Ganja goes gourmet
Not everyone enjoys smoking cannabis, hence the thriving scene of "edibles". Usually sweet treats, but any food can be laced with cannabis.
Legalise it, and they will buy it: the sales of cannabis in the United States are forecast to grow to about $8-billion annually in 2018 from about $2-billion now, according to a recent report by the Marijuana Business Factbook.
Not everyone enjoys smoking it, however, hence the thriving scene of what are called “edibles” or “medibles”. It’s no accident that the most popular edibles are usually sweet treats such as lollipops, biscuits, muffins or cakes. But it doesn’t stop there. Any food can be laced with cannabis – a flavourful soup, a thick bolognaise or a spicy curry. Hey, you can sprinkle the powdered herb on a salad, a chicken sandwich or your favourite pizza.
Still, with all this edible eating going on, there are bound to be problems because of the strength of the cannabis – and that old problem of, “Oh, this isn’t working, so I’ll just have another cookie”.

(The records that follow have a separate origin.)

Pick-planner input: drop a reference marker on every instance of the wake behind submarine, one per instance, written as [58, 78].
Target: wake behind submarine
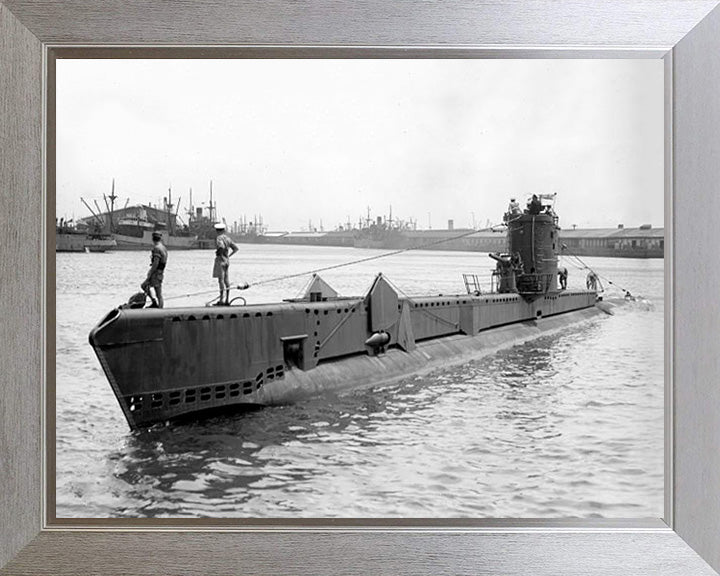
[170, 363]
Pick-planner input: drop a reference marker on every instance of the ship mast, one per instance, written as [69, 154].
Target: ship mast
[212, 210]
[168, 210]
[112, 205]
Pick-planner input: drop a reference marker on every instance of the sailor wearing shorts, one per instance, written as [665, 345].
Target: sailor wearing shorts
[224, 248]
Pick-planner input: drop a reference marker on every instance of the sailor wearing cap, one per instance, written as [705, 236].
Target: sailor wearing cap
[158, 260]
[224, 248]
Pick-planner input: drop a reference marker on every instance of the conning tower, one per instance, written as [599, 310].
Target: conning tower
[530, 266]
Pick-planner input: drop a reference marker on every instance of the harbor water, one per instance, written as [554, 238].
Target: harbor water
[568, 425]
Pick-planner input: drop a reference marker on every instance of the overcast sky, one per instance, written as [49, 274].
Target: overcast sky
[322, 140]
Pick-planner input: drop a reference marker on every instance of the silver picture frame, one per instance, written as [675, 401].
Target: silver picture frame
[684, 33]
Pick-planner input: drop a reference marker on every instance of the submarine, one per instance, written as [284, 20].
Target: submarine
[166, 364]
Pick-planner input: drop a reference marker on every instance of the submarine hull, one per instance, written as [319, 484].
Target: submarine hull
[165, 364]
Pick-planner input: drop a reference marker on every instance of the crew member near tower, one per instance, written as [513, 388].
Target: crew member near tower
[158, 260]
[224, 248]
[562, 273]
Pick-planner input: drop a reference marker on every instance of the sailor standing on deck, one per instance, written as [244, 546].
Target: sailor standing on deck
[158, 260]
[562, 273]
[224, 248]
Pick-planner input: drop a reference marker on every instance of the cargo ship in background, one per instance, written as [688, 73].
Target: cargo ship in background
[172, 363]
[71, 238]
[621, 242]
[132, 226]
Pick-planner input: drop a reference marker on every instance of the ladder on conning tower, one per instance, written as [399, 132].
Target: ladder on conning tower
[472, 284]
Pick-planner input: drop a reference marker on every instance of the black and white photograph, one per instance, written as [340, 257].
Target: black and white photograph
[359, 288]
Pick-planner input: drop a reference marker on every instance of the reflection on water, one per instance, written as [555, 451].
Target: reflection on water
[569, 425]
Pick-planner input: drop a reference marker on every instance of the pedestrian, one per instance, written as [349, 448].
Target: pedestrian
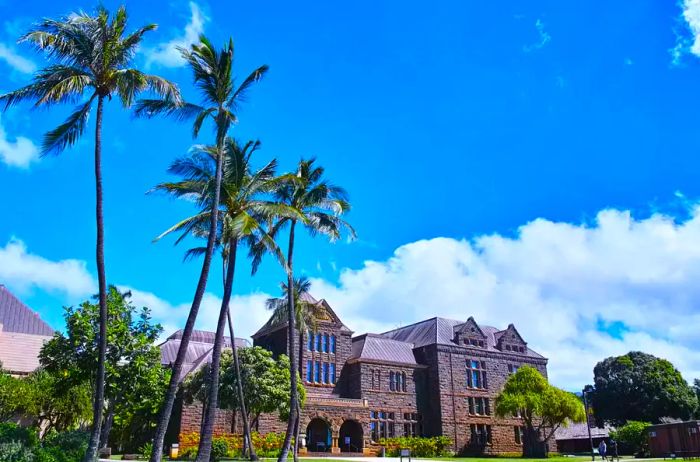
[602, 449]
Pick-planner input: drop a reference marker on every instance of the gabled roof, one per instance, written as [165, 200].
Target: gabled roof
[441, 331]
[198, 352]
[273, 325]
[17, 317]
[374, 347]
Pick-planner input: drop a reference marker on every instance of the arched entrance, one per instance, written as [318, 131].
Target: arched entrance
[318, 436]
[350, 436]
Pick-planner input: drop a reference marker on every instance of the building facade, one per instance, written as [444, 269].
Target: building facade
[435, 377]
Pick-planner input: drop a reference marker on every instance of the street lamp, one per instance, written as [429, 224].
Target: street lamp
[588, 389]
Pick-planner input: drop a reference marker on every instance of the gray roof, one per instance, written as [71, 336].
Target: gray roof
[577, 431]
[442, 331]
[17, 317]
[378, 348]
[199, 350]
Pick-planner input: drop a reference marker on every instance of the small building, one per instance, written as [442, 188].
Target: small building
[574, 439]
[678, 439]
[22, 334]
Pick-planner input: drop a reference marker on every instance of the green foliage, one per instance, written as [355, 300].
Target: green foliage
[265, 382]
[219, 448]
[632, 438]
[14, 451]
[11, 432]
[135, 379]
[640, 387]
[543, 407]
[419, 446]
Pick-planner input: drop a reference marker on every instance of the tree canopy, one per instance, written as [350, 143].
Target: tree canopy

According to Colorado Public Radio, one of the city’s largest hospitals is now seeing an increase in those seeking help after eating cannabis in food.
But, with this in mind, if someone wants to bake edibles at home, they can find information on any number of websites, including the stonerscookbook.com or marijuana.com.
The base of many dishes is cannabutter. This can be made on a stovetop.
The process is something like this: remove seeds and stalks from the cannabis, pour the herb into a small saucepan with melted butter and a little water. Once this has cooked for a while, strain it through a sieve and put it in the fridge overnight.
But for those who plan to make cannabutter fairly often, there is the Magical Butter Machine.
There are plenty of YouTube videos of people using the machine. One guy, who looks a little like a younger Steve Buscemi, demonstrates his technique by emptying melted butter, a little water, his favourite cannabis – four ounces of “lambsbread” – into the machine.
It heats and blends for four hours, and transforms into what looks like green water. This then goes into his fridge, and the next morning, he shows us, in his gleeful words, “a huge puck of green butter”.